Tries from Marland Yarde and Ben Youngs in quick succession however put England in control, with Australia unable to regain the lead despite a score from Sekope Kepu.
"There were obviously a few decisions that we wouldn’t have agreed with, but in the overall context of the game we needed to work out how we were going to break their momentum in the second half," Cheika explained.
"They play a relatively pressure, conservative style to put you under pressure and we know that, to score off your errors. And we did that giving away a couple of tries off a dropped ball and a quick tap, turned our backs which is unforgivable.
"Even with a few decisions like that, with all those included, we had opportunities to break the momentum but we made errors and it cost us."
Cheika credited England's pressure-inducing tactics for producing crucial errors, with both of Jonathan Joseph's tries coming off mistakes by the Australian attack.
"They play a good game. They believe very much in the style of game they play, a pressure, conservative style and in Australia they scored a lot of tries off errors when we loaded up their attack," Cheika added.
"They play a really good solid game, are very well coached, and you don’t win 14 in a row out of luck. They’re playing good rugby, their own style, and that’s why they’re winning games."

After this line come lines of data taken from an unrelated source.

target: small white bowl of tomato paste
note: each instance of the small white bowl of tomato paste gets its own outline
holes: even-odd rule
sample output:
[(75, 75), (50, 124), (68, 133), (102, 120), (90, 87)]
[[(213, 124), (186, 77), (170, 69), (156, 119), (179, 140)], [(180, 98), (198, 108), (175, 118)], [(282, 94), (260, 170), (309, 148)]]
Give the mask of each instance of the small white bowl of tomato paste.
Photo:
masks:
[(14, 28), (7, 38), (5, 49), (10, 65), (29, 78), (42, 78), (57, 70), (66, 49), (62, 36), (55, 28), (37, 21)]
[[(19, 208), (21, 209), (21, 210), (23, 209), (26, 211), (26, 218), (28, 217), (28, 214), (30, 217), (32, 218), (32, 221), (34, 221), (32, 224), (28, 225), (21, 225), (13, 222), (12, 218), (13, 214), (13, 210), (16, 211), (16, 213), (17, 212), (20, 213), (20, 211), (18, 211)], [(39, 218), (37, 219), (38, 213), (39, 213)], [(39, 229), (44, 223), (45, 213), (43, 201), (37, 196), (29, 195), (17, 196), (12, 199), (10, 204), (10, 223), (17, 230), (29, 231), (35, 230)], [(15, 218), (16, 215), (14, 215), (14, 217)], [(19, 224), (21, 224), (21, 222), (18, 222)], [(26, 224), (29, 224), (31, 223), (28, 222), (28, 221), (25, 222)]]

Saturday's defeat means the Wallabies finish the year with a record of six wins from 15 Tests, but despite that Cheika stressed that he was happy with the side's progress, adding a new national focus around the same attacking foundations would pay off in the end.
"Very positive about the team as a whole. Seeing the improvements, we are scoring tries that we wouldn’t have scored last year. There’s a different approach to coaching our players around the skill base and that’s going to take a bit of time to hammer home," Cheika stated.
"We’ll work hard with provinces to coach that up. We’re making the investments that we should have made in 2008-2009, getting a clear idea of how everyone needs to play with a certain skill level if we want to play this style of game, because you see what happens when you load up your attack and make one mistake, the other guys will kick the ball 40 metres down the field. That’s what can happen.
"You need to work hard to get it right and that’s how we and our supporters want us to play the game."